Yesterday Diane Jonte-Pace, David Pace’s wife let us all know that David had passed away after 6 weeks of hospitalization to bring his leukemia into remission. David had hopes of a bone marrow transplant. What a tragic loss for his family and friends and our photography community.
Here is Diane’s message about David’s passing.
This is Diane Jonte-Pace, David’s wife. I write with sad news. After more than 6 weeks of hospitalization at Stanford, David passed away this morning. The chemotherapy was ineffective at bringing his leukemia into remission – a requirement for the bone marrow transplant he had hoped to receive. On Monday morning David told me and our daughters that he loved us, and asked the medical team to end the interventions. He requested palliative care for a peaceful death. He spent his final day at home. Our daughters and I were by his side. I know how much he appreciated the support he received from you, his Facebook community. I thank you all for being part of his life. I will continue to monitor his Facebook account periodically. With sorrow and gratitude for your friendship. – Diane
In a few days we open with a collaborative exhibition between David Pace and Stephen Wirtz called WIREPHOTO. David was to do an upcoming exhibition talk and book signing. He called to ask if he could do the talk from the hospital but we told him to focus on getting well and we rescheduled the talk for much later. One never knows what is around the corner.

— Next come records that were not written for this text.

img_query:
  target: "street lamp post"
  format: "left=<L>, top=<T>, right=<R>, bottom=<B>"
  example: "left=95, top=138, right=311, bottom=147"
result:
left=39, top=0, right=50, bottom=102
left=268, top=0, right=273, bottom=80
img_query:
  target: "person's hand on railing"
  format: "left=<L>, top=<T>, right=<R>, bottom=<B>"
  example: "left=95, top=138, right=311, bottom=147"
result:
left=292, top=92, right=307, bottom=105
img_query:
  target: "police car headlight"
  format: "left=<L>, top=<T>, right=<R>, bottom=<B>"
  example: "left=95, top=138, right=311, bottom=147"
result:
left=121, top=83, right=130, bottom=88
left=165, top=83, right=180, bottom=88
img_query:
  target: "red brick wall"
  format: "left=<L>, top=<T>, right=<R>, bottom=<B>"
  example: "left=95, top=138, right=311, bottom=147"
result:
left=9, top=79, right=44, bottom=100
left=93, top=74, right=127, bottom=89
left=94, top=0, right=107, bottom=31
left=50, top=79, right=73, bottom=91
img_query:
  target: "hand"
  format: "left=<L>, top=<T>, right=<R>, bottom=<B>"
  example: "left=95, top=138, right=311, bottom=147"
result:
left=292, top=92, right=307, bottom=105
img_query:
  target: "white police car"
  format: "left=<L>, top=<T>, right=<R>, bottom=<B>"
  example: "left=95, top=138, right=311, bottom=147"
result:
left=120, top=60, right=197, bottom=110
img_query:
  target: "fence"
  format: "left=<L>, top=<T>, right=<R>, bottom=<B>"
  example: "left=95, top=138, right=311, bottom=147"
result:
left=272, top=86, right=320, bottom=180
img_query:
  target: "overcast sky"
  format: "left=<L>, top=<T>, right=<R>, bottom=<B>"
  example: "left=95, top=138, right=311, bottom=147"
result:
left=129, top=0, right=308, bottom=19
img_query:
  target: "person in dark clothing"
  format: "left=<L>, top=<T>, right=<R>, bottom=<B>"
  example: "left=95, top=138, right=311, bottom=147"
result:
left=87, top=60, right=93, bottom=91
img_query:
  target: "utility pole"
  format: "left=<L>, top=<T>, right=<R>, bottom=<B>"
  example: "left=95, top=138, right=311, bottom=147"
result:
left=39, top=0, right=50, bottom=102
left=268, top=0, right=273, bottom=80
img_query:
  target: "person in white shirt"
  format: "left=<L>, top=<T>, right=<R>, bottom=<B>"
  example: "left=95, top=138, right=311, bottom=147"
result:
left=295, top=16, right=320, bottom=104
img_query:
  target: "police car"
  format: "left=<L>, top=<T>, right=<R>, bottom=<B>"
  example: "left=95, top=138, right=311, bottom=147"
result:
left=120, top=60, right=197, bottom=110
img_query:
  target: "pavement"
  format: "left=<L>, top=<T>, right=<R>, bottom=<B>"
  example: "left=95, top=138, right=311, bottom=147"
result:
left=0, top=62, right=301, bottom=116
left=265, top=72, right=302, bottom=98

WIREPHOTO wouldn’t be the first exhibition for David at the Griffin Museum. We exhibited his Burkina Faso: Night and Day in January to March of 2013. David came to Winchester to share his experiences of the brickyards of Karaba and dancing under the stars in the darkness of night in Bereba where the camera flash is the only light. It was a full audience. Those guests still tell stories about his spirited lecture and photographs.
We are committed to keeping David’s photography and spirit of community alive for future audiences. We will speak his name, of his photos and of his journey often, to celebrate this man who danced to life under the stars to a West African Pop beat.